In the House, Republicans, who voted overwhelmingly against the amendment, cited the letters of four military service chiefs urging Congress to hold off on legislation until the military gains a full assessment of the effects the repeal might have on military life and readiness.
Defense Secretary Robert Gates, while voicing support for the repeal, also has said he would prefer that Congress wait until the Pentagon conducts a study, due to be finished in December, on the impact of the policy change.
The House and Senate amendments stipulate that the repeal would not become law until after the study is completed and until the president, the defense secretary and the Joint Chiefs of Staff certify that it will not have negative effects on the military's fighting ability.

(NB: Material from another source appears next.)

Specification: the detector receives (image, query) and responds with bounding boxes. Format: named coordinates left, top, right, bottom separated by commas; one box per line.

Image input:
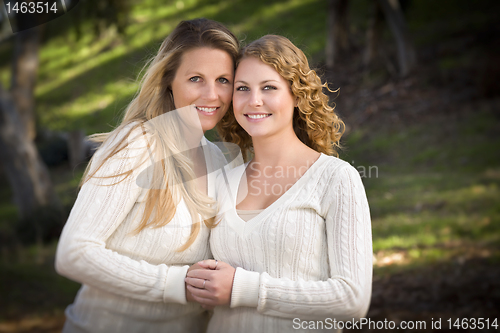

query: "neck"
left=252, top=130, right=307, bottom=166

Several Republicans voiced strong opposition to any change in current policy. "It is very clear that homosexuality is incompatible with military service," Rep. Steve Buyer, R-Ind., said.
The chief sponsor of the amendment, Rep. Patrick Murphy, D-Pa., who served in the Iraq war, said that when he was in Baghdad, "my teams did not care whether a fellow soldier was straight or gay if they could fire their assault rifle or run a convoy down ambush alley and do their job so everyone would come home safely."
House Majority Leader Steny Hoyer, D-Md., said that of the 13,500 who have been discharged under "don't ask, don't tell," more than 1,000 filled critical occupations, such as engineers and interpreters.
This program aired on May 28, 2010. The audio for this program is not available.